Symptom: The motor operates, but emits an annoying, audible high-frequency squeal, especially at low PWM speeds.
Diagnosis: The default Arduino PWM frequency on pins 5 and 6 is 980Hz, while pins 3, 9, 10, and 11 operate at 490Hz. The magnetostriction in the motor's core and the physical vibration of the windings are resonating at these frequencies.
Solution: Shift the PWM frequency above the human hearing range (20kHz). You can achieve this by modifying the Timer/Counter registers in the Arduino setup function. For example, setting Timer 0 to Fast PWM mode can push the frequency to ~31kHz, rendering the motor acoustically silent.

3. Erratic Sensor Readings (I2C/SPI Bus Corruption)
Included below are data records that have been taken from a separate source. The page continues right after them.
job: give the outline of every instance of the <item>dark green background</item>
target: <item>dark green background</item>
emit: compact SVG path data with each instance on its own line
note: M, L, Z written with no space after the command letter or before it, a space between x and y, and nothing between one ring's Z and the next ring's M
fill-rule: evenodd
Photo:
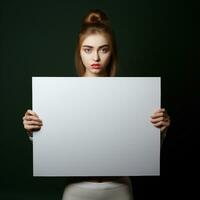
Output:
M67 178L32 177L32 144L22 117L31 108L32 76L76 76L77 34L83 15L93 8L103 9L115 30L118 76L161 76L162 106L172 119L162 151L164 178L134 178L135 198L159 198L160 190L172 194L179 191L176 184L180 185L180 177L196 173L196 1L1 1L0 199L62 197ZM169 181L170 187L165 184Z

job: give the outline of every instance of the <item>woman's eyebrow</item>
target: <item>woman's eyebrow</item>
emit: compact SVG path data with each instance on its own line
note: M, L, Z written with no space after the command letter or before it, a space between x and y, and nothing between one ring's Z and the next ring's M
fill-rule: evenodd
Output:
M93 46L90 46L90 45L83 45L83 47L94 48ZM103 48L103 47L109 47L109 45L108 44L101 45L98 47L98 49Z

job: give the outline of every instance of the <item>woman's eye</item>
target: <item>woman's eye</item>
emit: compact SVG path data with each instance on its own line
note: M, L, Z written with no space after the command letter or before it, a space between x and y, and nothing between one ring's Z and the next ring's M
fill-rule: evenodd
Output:
M102 52L102 53L107 53L108 51L109 51L108 48L103 48L103 49L101 49L101 52Z
M91 49L84 49L85 53L91 53Z

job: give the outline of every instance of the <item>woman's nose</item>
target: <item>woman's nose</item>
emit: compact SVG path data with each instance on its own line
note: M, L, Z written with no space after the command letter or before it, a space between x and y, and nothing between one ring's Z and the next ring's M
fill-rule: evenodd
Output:
M100 60L100 56L99 56L98 52L94 52L94 54L93 54L93 60L95 60L95 61L99 61Z

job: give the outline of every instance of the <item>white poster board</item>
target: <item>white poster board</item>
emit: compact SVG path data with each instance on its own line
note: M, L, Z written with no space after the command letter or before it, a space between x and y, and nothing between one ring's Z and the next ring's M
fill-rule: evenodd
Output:
M160 174L159 77L33 77L34 176Z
Symptom: Your OLED display glitches, or your IMU (like the BNO085) drops off the I2C bus whenever the motors change speed.
Diagnosis: Brushed DC motors are essentially broadband RF noise generators. The carbon brushes sparking against the commutator inject high-frequency electrical noise directly into your power and ground planes.
Solution: Ensure the 100nF capacitors are soldered directly to the motor casing terminals. If the issue persists, implement galvanic isolation using digital isolators (like the ISO1540) on your I2C lines, or route your sensor ground through a star-topology grounding scheme to prevent motor return currents from flowing under the microcontroller.

By respecting the electrical boundaries between low-voltage logic and high-current inductive loads, your Arduino-to-motor projects will transition from unreliable prototypes to robust, field-ready machines.